In sum, this could very well be the platform that many of us in the crisis mapping space have been waiting for. As I wrote in February 2012, turning the Twitter-sphere “into real-time shared awareness will require that our filtering and curation platforms become more automated and collaborative. I believe the key is thus to combine automated solutions with real-time collaborative crowd-sourcing tools—that is, platforms that enable crowds to collaboratively filter and curate real-time information, in real-time. Right now, when we comb through Twitter, for example, we do so on our own, sitting behind our laptop, isolated from others who may be seeking to filter the exact same type of content. We need to develop free and open source platforms that allow for the distributed-but-networked, crowdsourced filtering and curation of information in order to democratize the sense-making of the firehose.”

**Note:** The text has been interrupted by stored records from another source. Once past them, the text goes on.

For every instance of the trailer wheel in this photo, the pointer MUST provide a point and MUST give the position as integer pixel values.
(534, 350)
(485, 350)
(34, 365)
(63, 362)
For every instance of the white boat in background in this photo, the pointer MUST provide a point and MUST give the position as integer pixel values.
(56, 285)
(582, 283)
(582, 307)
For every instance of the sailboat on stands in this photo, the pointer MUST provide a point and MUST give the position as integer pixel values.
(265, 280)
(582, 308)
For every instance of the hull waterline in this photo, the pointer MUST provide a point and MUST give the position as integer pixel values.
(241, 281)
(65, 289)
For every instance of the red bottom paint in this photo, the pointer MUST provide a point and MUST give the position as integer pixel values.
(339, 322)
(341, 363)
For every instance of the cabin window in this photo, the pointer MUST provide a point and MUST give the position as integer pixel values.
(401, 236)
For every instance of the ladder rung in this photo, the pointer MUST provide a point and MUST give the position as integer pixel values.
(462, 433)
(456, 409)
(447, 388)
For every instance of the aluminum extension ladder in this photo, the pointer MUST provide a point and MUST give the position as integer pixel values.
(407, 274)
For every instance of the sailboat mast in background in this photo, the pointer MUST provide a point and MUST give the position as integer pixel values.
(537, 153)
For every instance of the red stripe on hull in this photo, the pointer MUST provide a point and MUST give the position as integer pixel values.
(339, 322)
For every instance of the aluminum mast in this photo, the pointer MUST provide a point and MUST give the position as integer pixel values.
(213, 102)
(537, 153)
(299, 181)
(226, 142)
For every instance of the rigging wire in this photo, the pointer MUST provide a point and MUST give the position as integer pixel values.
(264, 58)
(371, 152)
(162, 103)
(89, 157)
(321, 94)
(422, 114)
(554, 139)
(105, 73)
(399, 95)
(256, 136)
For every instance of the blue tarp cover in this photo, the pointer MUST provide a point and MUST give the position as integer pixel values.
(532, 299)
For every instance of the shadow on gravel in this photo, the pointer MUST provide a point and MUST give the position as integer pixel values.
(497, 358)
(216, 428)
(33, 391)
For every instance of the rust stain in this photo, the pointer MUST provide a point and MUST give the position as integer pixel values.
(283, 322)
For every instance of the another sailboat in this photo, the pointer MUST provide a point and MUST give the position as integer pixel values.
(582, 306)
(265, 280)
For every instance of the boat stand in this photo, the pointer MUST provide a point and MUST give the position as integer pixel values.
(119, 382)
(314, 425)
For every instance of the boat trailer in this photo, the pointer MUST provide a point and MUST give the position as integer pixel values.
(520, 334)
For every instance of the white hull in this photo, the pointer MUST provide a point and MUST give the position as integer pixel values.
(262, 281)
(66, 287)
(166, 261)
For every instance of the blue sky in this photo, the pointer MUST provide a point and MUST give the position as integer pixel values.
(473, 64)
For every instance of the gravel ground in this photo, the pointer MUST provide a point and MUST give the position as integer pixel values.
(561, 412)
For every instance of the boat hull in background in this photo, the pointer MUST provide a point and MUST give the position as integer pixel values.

Actually, I’ve been advocating for this approach since early 2009. So I’m really excited about Jakob’s project. We’ll be partnering with him and the Standby Volunteer Task Force (SBTF) in September 2012 to test the platform and provide him with expert feedback on how to further streamline the tool for collaborative social media analysis and crisis mapping. Jakob is also looking for domain experts to help on this study. In the meantime, I’ve invited Jakob to present Crisis-Tracker at the 2012 CrisisMappers Conference in Washington DC and very much hope he can join us to demo his tool to us in person. In the meantime, the video above provides an excellent overview of CrisisTracker, as does the project website. Finally, the project is also open source and available on Github here.
Epilogue: The main problem with CrisisTracker is that it is still too manual; it does not include any machine learning & artificial intelligence features; and has only focused on Syria. This may explain why it has not gained traction in the humanitarian space so far.